Searching for My Molecular Diagnosis - Round 3
The long dramatic saga of trying to find what genetic flaw is causing Ehlers-Danlos Syndrome in me, told in five parts. This is Round 3. Need to catch up? Start here. Enjoy.
Round 3
March 2015
Ordering Hospital: UCLA
DNA Study: thorough examination of Tenascin X region
Returning to the Children's Hospital at UCLA to find out the results of my TNXB study done by Prevention Genetics, I am thinking this is a social call, that I will not be getting a cause found. Just a feeling.

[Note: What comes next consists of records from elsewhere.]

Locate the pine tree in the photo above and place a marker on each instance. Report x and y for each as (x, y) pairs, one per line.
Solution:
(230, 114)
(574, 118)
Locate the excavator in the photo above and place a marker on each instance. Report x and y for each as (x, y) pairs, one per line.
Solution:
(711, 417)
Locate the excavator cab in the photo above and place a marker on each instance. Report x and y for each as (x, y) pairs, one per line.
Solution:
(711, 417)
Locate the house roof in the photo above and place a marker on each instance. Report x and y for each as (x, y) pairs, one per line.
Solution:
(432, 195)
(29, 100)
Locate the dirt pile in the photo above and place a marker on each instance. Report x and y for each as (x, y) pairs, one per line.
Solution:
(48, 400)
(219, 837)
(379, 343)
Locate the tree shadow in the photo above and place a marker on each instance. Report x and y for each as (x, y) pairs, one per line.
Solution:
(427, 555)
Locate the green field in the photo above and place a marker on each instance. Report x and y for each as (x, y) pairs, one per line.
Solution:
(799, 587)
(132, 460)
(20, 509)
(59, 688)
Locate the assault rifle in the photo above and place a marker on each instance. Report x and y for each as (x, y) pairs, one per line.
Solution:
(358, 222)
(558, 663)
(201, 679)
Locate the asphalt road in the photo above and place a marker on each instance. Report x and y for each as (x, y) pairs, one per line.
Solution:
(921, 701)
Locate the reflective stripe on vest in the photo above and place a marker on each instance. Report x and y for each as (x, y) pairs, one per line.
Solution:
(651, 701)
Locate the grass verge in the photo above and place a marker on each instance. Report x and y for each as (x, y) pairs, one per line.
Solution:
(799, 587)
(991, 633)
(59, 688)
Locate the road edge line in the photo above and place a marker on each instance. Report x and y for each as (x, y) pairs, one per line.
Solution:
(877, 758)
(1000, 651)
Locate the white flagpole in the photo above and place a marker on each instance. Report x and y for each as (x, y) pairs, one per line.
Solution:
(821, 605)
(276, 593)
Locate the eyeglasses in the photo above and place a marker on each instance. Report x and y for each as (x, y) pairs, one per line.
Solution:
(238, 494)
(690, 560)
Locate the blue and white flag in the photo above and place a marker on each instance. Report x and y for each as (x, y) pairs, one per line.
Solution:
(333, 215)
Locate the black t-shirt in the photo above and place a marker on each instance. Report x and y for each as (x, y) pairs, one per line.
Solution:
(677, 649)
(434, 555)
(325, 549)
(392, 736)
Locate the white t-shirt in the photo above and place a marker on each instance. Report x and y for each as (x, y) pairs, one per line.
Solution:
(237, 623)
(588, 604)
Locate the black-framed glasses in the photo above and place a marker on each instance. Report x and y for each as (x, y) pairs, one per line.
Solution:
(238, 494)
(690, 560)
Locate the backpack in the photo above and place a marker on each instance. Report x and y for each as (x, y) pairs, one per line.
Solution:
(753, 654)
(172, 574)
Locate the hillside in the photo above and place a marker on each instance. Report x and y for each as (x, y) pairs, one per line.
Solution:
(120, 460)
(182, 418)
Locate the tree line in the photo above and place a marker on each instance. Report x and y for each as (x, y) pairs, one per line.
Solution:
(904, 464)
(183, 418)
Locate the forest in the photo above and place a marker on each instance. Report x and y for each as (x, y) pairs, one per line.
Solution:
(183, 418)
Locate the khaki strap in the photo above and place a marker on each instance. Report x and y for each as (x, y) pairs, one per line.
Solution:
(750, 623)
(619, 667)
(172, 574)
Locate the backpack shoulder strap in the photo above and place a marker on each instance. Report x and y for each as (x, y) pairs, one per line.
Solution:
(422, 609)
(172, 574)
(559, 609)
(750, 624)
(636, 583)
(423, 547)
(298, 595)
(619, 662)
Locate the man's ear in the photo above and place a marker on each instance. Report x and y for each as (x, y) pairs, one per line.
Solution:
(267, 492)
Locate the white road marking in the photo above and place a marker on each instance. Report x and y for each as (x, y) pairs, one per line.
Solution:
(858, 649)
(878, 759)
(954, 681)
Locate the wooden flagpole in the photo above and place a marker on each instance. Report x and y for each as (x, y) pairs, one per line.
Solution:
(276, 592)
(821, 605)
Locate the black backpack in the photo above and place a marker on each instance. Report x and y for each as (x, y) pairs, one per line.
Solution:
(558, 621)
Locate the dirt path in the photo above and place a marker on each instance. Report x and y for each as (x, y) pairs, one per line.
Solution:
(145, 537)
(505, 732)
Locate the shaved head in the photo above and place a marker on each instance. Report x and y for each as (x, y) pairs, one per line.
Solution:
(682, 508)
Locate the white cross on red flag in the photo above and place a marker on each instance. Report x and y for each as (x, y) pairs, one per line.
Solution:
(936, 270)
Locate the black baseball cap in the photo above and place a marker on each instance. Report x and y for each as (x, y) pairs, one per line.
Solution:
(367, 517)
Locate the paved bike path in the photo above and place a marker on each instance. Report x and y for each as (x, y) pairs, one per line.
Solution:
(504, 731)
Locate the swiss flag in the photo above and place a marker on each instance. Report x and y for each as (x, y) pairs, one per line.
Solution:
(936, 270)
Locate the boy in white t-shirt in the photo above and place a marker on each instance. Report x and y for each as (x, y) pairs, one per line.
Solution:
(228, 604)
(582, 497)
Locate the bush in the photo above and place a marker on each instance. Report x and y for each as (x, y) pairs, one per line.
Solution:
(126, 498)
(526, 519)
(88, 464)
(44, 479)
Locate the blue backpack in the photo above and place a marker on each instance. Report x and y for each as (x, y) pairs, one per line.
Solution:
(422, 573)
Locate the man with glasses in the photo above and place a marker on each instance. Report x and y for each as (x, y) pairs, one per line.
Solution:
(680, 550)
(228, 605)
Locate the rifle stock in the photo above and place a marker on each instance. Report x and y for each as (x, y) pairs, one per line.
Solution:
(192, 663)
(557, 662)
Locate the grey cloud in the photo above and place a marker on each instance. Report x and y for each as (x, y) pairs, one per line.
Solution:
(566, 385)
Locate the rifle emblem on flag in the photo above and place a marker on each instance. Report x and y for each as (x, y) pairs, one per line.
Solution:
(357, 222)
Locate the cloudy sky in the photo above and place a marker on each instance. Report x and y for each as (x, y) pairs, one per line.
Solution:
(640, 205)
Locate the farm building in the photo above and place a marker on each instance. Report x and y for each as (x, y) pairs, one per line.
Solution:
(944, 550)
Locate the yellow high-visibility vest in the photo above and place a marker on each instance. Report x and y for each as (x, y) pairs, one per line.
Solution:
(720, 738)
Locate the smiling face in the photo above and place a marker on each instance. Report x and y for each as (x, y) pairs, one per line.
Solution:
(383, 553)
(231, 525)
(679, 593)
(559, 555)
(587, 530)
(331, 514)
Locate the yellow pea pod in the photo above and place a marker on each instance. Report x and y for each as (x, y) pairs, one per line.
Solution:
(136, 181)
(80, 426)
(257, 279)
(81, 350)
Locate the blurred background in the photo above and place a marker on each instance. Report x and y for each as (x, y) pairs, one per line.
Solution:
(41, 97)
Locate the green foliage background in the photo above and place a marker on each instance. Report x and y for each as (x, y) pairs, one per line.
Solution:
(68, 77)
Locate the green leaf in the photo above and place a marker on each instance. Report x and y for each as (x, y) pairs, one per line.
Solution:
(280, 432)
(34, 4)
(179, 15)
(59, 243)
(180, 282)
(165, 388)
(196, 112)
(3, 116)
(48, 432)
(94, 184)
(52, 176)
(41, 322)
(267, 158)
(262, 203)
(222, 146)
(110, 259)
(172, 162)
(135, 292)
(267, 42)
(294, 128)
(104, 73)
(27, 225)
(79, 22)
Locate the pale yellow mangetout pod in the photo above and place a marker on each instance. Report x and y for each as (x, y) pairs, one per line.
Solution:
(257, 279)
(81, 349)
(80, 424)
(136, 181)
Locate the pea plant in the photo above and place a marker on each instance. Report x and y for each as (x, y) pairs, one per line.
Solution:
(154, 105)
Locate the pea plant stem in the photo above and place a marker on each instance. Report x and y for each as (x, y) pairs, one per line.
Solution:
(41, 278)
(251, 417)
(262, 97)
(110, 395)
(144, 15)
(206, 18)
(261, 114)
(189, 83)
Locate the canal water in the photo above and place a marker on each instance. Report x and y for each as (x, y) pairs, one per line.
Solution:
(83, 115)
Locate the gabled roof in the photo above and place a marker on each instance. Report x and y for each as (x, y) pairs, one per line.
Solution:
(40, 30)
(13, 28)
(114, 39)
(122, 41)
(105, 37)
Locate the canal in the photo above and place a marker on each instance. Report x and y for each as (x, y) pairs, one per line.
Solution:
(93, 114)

Trying to enjoy the visit and not cry.
CAUSE NOT FOUND
No surprise, really. It is rarely found as a cause. The geneticist admired my persistence. He sincerely wished me luck. It was a good moment. A very smart, very educated person who has better things to do did all he could for me. I cannot ask for more than that. Can I?
December 2015
In Thailand, on Christmas Eve, I asked the Thai man dressed up as Santa, at our resort filled mostly with Asian and Eastern European tourists, for my Christmas wish. He was probably a Buddhist and has no idea who Santa is. I asked him anyway.
I would like my molecular diagnosis.
Then I surprised myself by crying.
I don’t think he understood English. It doesn’t matter. He was Santa. At least for that hot, humid night in Southeast Asia, he was Santa.